We examined the extent of the overlap between resistance to predation and traits related to pathogen inhibition typically reported in rhizosphere bacteria. Because resistance to predation can be directly related to bacterial fitness, the observed overlap could explain the prevalence of plant-beneficial bacterial traits in the rhizosphere.

In our study, resistance to predation was found to be correlated with level of investment in plant-protective traits of Pseudomonas spp., a prevalent taxon in the rhizosphere. In contrast, predator-prey interactions generally could not be well predicted by the phylogenetic relatedness of either the microbial prey or predators. We therefore argue that protists may offer new approaches to support a pathogen-suppressive microbiome.

Specificity of Predator-Prey Interactions

Bacterial isolates varied in their effect on the protist predators, from no inhibition to strong inhibition of all species tested. The bacterial isolates Pseudomonas asplenii RPBP2 and Pseudomonas fluorescens RBBP4 supported growth of most of the protist isolates. In contrast, the predator-resistant isolates Pseudomonas donghuensis SVBP6, Pseudomonas putida SVMP4, Pseudomonas chlororaphis SVBP3, SVBP8, and SMMP3 were highly effective at inhibiting the tested protist isolates. The predator-resistant bacterial isolates seem thus to harbor defense mechanisms effective against a range of organisms, spanning at least three eukaryotic supergroups. Such broad defense suggests non-specific mechanisms such as production of broad-range antibiotics or extracellular lytic enzymes (Whipps, 2001; Raaijmakers et al., 2002). Interestingly, protist inhibition only occurred in our 2% KB system, and not under nutrient-limiting conditions setup (i.e., PAS). This suggests that the bacterial isolates enable protist growth, but if enough nutrients are available, they reach higher densities and actively defend themselves provided they harbor the necessary genetical toolbox for anti-predator activity. This is further supported by the fact that all bacterial isolates reached higher densities in the 2% KB system compared to the PAS system [mean OD600 in 2%KB: 0.41, in PAS: 0.14; t(403) = -19, p < 0.001; data not shown].

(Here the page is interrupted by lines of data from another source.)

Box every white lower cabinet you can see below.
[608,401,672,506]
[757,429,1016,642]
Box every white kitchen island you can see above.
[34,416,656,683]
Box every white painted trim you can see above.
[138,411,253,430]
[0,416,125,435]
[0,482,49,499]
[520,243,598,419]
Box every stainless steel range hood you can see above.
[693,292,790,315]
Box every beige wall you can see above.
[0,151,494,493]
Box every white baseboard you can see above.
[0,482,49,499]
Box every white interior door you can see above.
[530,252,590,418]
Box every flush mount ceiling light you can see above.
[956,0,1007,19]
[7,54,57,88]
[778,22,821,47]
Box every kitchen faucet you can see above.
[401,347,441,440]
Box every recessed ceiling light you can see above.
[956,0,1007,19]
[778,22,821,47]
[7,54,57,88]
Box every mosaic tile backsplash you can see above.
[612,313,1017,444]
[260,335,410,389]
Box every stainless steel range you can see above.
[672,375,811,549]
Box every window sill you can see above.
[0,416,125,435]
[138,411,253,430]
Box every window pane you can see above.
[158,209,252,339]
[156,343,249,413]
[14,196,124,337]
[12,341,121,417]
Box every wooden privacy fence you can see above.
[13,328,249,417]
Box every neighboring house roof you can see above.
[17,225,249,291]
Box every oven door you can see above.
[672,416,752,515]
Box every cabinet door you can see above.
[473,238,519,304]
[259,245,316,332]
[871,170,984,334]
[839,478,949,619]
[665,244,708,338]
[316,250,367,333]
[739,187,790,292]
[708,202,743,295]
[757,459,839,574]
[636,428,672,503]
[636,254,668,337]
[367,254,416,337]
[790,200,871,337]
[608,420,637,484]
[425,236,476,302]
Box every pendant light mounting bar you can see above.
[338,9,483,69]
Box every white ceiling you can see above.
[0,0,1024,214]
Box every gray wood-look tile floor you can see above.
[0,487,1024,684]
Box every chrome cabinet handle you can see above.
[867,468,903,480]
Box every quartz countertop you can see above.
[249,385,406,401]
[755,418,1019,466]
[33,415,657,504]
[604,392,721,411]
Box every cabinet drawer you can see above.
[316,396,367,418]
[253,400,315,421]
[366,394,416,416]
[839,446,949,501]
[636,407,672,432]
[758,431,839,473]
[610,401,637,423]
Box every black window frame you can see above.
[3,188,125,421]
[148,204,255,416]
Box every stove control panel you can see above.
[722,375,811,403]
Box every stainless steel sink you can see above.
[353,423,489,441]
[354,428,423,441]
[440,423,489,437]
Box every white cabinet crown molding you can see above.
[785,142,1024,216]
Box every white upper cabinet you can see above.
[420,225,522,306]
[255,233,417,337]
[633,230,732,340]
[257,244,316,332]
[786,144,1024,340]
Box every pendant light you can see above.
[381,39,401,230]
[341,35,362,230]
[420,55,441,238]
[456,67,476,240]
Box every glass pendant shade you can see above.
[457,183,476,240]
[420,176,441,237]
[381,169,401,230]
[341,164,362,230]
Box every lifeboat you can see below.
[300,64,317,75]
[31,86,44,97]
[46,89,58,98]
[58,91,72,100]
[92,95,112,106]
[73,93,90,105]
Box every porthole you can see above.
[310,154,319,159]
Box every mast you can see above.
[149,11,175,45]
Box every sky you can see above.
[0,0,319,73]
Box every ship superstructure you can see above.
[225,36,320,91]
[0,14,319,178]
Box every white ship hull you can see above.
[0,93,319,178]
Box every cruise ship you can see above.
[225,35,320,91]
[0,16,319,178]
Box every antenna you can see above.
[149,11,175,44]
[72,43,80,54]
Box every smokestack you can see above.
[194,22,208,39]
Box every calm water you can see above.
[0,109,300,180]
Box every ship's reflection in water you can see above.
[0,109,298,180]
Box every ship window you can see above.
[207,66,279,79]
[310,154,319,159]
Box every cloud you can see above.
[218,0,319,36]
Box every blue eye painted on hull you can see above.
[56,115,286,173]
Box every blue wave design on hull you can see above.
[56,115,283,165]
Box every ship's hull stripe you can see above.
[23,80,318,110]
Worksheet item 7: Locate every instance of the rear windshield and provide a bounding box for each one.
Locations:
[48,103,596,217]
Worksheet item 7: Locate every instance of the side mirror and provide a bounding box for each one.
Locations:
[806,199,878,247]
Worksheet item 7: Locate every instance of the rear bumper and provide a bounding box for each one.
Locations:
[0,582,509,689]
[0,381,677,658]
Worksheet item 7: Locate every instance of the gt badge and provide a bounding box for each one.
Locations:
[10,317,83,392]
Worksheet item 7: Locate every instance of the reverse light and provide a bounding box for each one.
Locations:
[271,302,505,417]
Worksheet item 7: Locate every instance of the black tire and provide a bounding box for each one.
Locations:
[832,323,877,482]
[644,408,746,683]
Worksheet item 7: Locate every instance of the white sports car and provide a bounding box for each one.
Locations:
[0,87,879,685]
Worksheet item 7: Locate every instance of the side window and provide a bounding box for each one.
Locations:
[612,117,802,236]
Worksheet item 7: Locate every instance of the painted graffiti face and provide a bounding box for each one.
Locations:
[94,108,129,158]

Although some closely related predator and prey strains acted similarly in our co-culture assays, phylogenetic proximity was not a strong predictor of protist feeding patterns. Preferential feeding of protists has previously been reported, but the contribution of taxonomy and/or phenotypic traits to this selectivity remain mostly unclear (Montagnes et al., 2008). For example, Pedersen et al. (2011) observed both a similar response for protists belonging to the same supergroup on secondary metabolite producing Pseudomonas spp. as well as a better resistance of the amoeboid taxa. However, Glücksman et al. (2010) showed that closely related and morphologically similar protists could have a very different impact on bacterial communities. Thus, even though some patterns can be generalizable to higher taxonomic level, very species-specific interactions occur as well and the prediction of the predatory effect of a protist species remains difficult. We are currently still lacking measurable traits of protists that might help to understand and potentially predict such interactions. In future research, consideration of protist traits such as cell flexibility, growth rate and prey density optimum in addition to the morphotype and taxonomy may help to define predictors of predator-prey interactions.

Surprisingly, no cysts were observed for any of the tested protist isolates when grown in the presence of the inhibitory bacteria. Encystation is a widespread survival mechanism used to help withstanding stressful conditions such as environmental extremes (Shmakova et al., 2016), and it has been shown to be induced by microbial compounds such as 2,4-diacetylphloroglucinol (DAPG), pyoluteorin (Jousset et al., 2006) and putrescine (Song et al., 2015). Bacterial compounds can, however, also adversely affect cyst formation and/or viability as reported for Naegleria americana with viscosin (Mazzola et al., 2009) and putrescine (Song et al., 2015). Adverse effects on encystation may therefore explain the absence of cysts in our study.

Bacterial density was negatively correlated with protist density, but, interestingly, the predation-resistant bacterial isolates were in general not influenced by exposure to protists. The isolates P. donghuensis SVBP6, P. putida SVMP4, P. chlororaphis SVBP3 and SVBP8 all achieved similar optical densities independent of the exposure to any predators. Our results are in line with previous work by Pedersen et al. (2009) where the predation-resistant Pseudomonas protegens CHA0 was not affected by the presence of either the flagellate Cercomonas longicauda or the nematode Caenorhabditis elegans. The bacterial isolates affected by the presence of predators showed both lower and higher densities compared to the no-protist control, in a species-specific manner (Supplementary Figure S3).

Based on the predator-prey interactions studied in the present study, we cannot predict species-specific interactions based only on phylogeny. While all P. chlororaphis spp. had a significant adverse effect to all protist isolates, Acanthamoeba sp. could still grow on P. chlororaphis SMMP3 and Cercomonas sp. C5D3 on P. chlororaphis SVBP8. In addition, the bacterial isolate P. donghuensis SVBP6 shared a much more similar inhibition pattern with P. putida SVMP4 than with its closer relative P. fluorescens RBBP4.

We speculate that the strong and broad anti-protist activity of the bacterial isolates P. donghuensis SVBP6, P. putida SVMP4, P. chlororaphis SVBP3, SVBP8, and SMMP3 is likely transferable to other predators. We expect that the ability to inhibit a broad range of predators would increase the survival and establishment of inoculated bacteria.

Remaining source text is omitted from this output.